This morning I finished the first of my projects that I have given myself for the Tour de Fleece. I did pick the easiest one first, which gave me a bit of a jump start I guess. I had already spun one skein of this fiber, and only had the other to do. As is the case most times when I have a half finished spinning project. I just love love love the color that I am working with, I spin one skein, then I love even more the next color, so I have one skein spun of lots of different colors and have to go back to finish all the half dones.
This was a batt that I made containing wool, alpaca and a little angora.

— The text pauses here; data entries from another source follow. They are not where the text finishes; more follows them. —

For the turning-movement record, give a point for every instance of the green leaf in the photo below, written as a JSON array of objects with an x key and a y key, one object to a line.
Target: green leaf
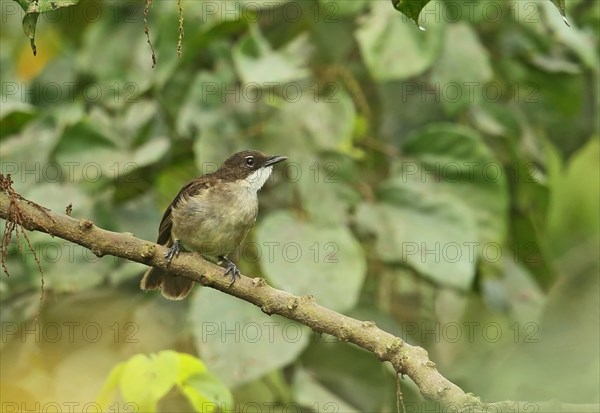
[
  {"x": 310, "y": 392},
  {"x": 145, "y": 380},
  {"x": 238, "y": 342},
  {"x": 364, "y": 382},
  {"x": 307, "y": 258},
  {"x": 434, "y": 235},
  {"x": 312, "y": 123},
  {"x": 410, "y": 8},
  {"x": 201, "y": 388},
  {"x": 257, "y": 63},
  {"x": 395, "y": 49},
  {"x": 560, "y": 5},
  {"x": 32, "y": 13},
  {"x": 456, "y": 161},
  {"x": 205, "y": 390},
  {"x": 460, "y": 85},
  {"x": 108, "y": 390},
  {"x": 575, "y": 189}
]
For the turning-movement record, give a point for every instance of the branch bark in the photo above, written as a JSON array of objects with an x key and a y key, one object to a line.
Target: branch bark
[{"x": 406, "y": 359}]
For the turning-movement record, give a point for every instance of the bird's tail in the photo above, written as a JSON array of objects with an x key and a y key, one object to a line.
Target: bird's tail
[{"x": 170, "y": 285}]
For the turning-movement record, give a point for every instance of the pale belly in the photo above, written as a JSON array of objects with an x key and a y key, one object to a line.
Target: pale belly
[{"x": 214, "y": 229}]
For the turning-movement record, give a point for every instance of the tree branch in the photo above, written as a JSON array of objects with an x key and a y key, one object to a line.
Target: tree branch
[{"x": 406, "y": 359}]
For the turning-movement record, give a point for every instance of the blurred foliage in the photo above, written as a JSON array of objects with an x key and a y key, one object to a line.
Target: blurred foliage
[{"x": 443, "y": 183}]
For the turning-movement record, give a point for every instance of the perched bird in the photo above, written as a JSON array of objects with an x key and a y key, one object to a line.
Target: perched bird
[{"x": 211, "y": 215}]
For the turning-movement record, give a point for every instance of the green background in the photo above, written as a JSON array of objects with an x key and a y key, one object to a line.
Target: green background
[{"x": 442, "y": 183}]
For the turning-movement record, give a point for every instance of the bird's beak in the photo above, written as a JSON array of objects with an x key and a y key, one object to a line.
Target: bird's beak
[{"x": 272, "y": 160}]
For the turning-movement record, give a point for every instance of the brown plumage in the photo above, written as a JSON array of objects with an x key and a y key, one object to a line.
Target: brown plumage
[{"x": 211, "y": 215}]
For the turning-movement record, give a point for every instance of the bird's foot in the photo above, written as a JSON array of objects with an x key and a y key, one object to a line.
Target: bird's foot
[
  {"x": 231, "y": 268},
  {"x": 173, "y": 251}
]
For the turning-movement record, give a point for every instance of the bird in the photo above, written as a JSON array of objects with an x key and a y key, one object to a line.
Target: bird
[{"x": 211, "y": 215}]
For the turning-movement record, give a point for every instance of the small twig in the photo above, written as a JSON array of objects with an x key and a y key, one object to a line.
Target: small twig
[
  {"x": 148, "y": 5},
  {"x": 180, "y": 38},
  {"x": 399, "y": 398}
]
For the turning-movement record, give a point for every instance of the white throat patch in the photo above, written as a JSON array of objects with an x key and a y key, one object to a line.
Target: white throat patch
[{"x": 257, "y": 179}]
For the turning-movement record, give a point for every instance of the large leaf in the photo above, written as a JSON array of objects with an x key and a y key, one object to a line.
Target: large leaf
[
  {"x": 364, "y": 382},
  {"x": 238, "y": 342},
  {"x": 33, "y": 9},
  {"x": 311, "y": 123},
  {"x": 457, "y": 162},
  {"x": 395, "y": 49},
  {"x": 305, "y": 258},
  {"x": 458, "y": 84},
  {"x": 258, "y": 64},
  {"x": 435, "y": 235}
]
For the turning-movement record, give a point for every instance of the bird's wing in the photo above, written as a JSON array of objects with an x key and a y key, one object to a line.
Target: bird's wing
[{"x": 166, "y": 224}]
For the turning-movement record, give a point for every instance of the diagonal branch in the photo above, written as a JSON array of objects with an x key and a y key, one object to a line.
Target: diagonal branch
[{"x": 406, "y": 359}]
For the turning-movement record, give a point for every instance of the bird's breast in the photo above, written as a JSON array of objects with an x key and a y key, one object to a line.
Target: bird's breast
[{"x": 215, "y": 221}]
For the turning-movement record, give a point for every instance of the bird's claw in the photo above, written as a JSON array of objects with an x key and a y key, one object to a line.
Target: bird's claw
[
  {"x": 173, "y": 251},
  {"x": 231, "y": 268}
]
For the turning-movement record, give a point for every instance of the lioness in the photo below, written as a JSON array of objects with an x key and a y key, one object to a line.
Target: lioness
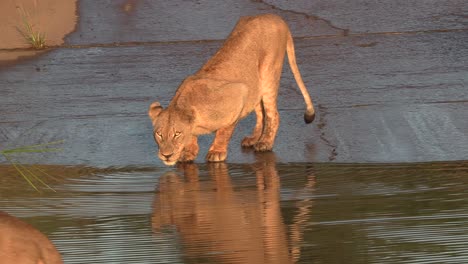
[
  {"x": 20, "y": 243},
  {"x": 243, "y": 76}
]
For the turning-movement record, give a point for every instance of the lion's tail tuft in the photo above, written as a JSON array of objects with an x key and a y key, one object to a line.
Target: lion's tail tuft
[{"x": 309, "y": 115}]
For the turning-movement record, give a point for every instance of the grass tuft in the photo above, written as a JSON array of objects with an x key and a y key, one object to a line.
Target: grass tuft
[
  {"x": 34, "y": 37},
  {"x": 31, "y": 174}
]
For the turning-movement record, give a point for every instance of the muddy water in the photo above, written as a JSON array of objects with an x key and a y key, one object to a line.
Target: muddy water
[{"x": 262, "y": 212}]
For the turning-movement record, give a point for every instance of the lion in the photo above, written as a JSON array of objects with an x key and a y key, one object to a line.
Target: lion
[
  {"x": 243, "y": 76},
  {"x": 22, "y": 243}
]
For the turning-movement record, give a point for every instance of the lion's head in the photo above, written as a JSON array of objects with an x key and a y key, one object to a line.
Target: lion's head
[{"x": 171, "y": 130}]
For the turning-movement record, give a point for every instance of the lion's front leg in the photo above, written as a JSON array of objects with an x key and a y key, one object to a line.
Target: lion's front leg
[
  {"x": 250, "y": 141},
  {"x": 190, "y": 151},
  {"x": 218, "y": 150}
]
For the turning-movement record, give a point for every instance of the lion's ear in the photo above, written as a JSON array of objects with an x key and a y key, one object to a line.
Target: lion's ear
[{"x": 154, "y": 110}]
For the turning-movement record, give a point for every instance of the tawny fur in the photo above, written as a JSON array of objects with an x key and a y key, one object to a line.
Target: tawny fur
[
  {"x": 21, "y": 243},
  {"x": 243, "y": 76}
]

I wanted to show today how I ply yarns. There are different methods for doing this, but I like to fill a bobbin 2/3 s of the way, then wind it into a center pull ball, then ply it back on itself. Doing this means there is no waste. This works if you are plying one type of fiber back onto itself. If you were using two different colors, you would need to do something different, like using a lazy kate. But it works when using only one fiber for both of the plies.
Anyway, in the back ground is the spun single (one ply) on the bobbin. First I make the center pull ball on the ball winder. When I bought this ball winder, maybe 7-8 years ago, it was $40. Today, from knit picks they are $19.99. But even at $40, I have used this thing a million times. Even if you don’t spin, it is a great tool to buy. When your man-about-the-house won’t sit still long enough to help wind a ball of yarn, this is the best tool.
Finished center pull ball.
Take both ends, the one from the middle and the one from the outside and match them up. Then feed them onto the leader line of the bobbin. Ply away.
This is how I’m holding the ball as it plies back onto the bobbin. I hold it loosely but with enough pressure that the whole thing does not turn into a tangly mess. See how my pinkie is acting as a tensioning device?
All plied and onto the bobbin. I like this method because there is no waste of your spinning time. Every inch of the yarn spun is plied back on itself. If you try other methods, like weighing out fiber, or measuring singles, and plying them together, they will never never never match up. There will always be a little more on one ball or bobbin than the other. But this way, since you are essentially plying back to the center of this ball of yarn, it is all used up each time.
Boy, I just re-read that, and if you don’t spin that just doesn’t make any sense at all.
Two finished skeins. 3 3/8 oz for both skeins combined. And a combined yardage of 224 yards.